The 54-year-old grocery store owner was nicknamed "Jack the Ripper" by the Chinese media because he mutilated many of his victims just like the original London serial killer in 1888.
Gao was arrested in August 2016, found guilty in March 2018 and executed on Thursday, January 3. The Chinese government usually executes prisoners with a single bullet in the back of the head.
The serial killer Gao Chengyong, who killed 11 females between 1988 and 2002 in NW #China's Gansu Province and neighboring Inner Mongolia Autonomous Region, has been executed (File photo) pic.twitter.com/tvNqi1bh1f
— CGTN (@CGTNOfficial) 3 January 2019
The police zeroed in on Gao after his uncle was arrested for a minor crime. During his arrest, his DNA was collected and test results determined he was related to the elusive serial killer.

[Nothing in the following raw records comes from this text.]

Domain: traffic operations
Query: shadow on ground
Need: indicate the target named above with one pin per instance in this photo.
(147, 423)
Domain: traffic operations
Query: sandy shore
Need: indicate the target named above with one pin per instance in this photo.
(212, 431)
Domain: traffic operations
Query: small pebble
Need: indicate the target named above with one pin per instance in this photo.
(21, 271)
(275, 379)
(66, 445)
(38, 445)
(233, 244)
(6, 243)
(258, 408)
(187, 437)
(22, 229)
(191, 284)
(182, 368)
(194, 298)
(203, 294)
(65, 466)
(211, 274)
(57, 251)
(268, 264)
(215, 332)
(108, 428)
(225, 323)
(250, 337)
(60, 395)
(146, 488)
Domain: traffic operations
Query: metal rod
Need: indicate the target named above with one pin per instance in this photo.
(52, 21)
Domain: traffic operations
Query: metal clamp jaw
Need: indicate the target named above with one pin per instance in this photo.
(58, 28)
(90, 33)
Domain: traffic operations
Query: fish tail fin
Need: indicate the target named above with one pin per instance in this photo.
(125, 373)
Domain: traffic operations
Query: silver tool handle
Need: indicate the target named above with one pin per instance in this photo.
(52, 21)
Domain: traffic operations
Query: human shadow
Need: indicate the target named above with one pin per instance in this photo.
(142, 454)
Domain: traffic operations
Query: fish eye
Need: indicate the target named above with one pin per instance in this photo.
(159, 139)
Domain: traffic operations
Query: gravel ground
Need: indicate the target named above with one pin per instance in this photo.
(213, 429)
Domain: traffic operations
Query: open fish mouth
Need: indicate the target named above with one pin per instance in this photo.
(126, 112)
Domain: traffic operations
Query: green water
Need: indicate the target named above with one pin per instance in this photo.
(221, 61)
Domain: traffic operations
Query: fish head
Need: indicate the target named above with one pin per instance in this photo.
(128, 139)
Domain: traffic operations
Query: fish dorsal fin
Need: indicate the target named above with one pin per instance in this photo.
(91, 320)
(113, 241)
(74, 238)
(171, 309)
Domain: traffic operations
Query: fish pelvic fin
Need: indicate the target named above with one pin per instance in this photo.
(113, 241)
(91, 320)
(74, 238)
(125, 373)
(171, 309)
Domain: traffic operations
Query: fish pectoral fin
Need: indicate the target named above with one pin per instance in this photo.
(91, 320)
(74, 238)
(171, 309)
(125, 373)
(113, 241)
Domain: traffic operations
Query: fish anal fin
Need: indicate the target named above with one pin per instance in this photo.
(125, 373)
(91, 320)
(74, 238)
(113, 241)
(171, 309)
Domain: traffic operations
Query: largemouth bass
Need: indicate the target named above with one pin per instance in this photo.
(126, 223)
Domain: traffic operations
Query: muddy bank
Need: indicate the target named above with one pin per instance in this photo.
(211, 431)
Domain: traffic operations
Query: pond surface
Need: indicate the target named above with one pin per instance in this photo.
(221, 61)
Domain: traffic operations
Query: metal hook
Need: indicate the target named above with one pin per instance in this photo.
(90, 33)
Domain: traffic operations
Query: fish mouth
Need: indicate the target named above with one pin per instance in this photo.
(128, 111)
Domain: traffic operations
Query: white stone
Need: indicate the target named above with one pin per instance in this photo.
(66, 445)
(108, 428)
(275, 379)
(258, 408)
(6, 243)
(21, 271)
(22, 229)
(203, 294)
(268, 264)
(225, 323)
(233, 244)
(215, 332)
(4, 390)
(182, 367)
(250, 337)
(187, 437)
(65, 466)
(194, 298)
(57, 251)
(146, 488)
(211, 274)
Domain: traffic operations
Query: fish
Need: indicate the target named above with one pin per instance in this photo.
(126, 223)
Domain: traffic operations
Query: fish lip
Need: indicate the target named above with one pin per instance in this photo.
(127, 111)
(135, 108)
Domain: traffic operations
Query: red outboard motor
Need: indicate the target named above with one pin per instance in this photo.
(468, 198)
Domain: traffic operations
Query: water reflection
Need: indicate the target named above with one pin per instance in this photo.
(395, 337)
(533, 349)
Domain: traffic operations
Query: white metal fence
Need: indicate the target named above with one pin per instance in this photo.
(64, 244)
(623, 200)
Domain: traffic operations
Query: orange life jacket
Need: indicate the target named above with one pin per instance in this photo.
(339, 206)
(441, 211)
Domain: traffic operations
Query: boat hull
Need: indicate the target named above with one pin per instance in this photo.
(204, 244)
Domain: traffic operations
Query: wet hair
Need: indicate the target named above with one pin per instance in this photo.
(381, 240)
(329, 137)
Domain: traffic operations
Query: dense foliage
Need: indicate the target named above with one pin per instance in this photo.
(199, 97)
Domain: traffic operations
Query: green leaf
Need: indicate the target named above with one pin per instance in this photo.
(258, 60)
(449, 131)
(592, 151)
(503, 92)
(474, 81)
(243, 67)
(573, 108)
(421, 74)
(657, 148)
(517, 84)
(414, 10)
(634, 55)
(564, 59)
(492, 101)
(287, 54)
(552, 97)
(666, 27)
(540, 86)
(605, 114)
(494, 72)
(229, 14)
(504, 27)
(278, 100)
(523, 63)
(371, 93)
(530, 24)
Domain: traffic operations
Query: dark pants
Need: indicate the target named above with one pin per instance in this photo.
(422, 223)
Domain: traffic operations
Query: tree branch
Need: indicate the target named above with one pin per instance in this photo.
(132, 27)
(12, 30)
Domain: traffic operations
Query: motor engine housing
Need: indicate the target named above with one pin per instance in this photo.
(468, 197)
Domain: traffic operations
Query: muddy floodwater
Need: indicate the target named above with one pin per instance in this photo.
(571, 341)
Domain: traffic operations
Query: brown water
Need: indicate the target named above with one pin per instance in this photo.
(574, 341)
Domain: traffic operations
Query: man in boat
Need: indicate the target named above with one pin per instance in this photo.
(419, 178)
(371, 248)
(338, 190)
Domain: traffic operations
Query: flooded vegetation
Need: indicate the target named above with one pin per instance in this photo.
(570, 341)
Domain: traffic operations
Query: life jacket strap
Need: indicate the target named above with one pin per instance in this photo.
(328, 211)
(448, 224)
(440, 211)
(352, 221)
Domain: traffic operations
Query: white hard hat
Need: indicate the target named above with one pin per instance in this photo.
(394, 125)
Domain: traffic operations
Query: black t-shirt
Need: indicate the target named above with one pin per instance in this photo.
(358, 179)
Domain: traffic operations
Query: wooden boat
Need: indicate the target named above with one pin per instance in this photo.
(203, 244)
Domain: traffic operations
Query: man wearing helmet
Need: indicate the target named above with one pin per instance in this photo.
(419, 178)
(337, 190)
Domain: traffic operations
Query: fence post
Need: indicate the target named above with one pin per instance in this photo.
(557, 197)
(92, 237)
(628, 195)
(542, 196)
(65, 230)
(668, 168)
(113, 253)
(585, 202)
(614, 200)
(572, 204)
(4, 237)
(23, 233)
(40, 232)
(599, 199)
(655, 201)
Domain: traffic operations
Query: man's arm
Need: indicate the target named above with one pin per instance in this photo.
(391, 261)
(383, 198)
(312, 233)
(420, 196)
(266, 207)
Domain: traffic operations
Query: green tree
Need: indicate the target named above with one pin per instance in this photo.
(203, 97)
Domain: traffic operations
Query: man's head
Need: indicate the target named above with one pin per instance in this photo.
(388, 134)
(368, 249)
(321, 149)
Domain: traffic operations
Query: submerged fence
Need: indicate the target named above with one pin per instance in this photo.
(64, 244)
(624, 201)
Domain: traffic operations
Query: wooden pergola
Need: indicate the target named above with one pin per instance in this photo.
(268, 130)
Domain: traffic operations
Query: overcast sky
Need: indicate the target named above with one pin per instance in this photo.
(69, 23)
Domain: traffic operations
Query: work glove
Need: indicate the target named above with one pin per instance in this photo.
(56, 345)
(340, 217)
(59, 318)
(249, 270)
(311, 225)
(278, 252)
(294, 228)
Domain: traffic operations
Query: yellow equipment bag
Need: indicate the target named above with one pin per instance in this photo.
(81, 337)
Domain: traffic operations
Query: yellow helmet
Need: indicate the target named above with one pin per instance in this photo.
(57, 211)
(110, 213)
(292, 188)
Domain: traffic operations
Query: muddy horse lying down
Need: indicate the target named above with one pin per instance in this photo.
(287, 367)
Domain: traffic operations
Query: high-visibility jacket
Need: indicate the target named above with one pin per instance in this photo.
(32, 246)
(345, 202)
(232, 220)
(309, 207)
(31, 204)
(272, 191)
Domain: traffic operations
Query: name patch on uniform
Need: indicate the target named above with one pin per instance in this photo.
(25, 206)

His first known victim in 1988 was 23-year-old woman. Her body was found in her home with 26 wounds.
Serial Killer Targeted Women Wearing Red
Gao seemed to follow a pattern. He would stalk his victims during the day, especially women who lived alone, and targeted women who wore red.
He would then follow them home, rape them, then kill them, often by slitting their throats.
Some victims had their reproductive organs removed and the youngest girl he killed was only eight.
Gao Chengyong, dubbed the Chinese "Jack the Ripper," was executed Thursday morning. Gao killed 10 women and one girl between 1988 and 2002. He was arrested in August 2016 and was sentence to death last March for robbery, rape, murder and corpse abuse. pic.twitter.com/cmJeSOcMDO
— China News 中国新闻网 (@Echinanews) 3 January 2019
The court in the city of Baiyin in Gansu province, where he claimed most of his 11 victims, announced on Weibo the death sentence had been carried out.
"To satisfy his perverted desire to dishonour and sully corpses, many of his female victims' corpses were damaged and violated. The motives of the defendant's crimes were despicable, his methods extremely cruel, the nature of the acts vile and the details of the crimes serious," the court said on Weibo.
China's supreme court had approved the execution.
Detectives linked the crimes as far back as 2004 and offered a reward of 200,000 yuan ($30,000) for information leading to an arrest.
The original Jack the Ripper was a serial killer active in east London in the late Victorian era, who is widely believed to have murdered five women, mutilating several of them. Those killings have never been solved.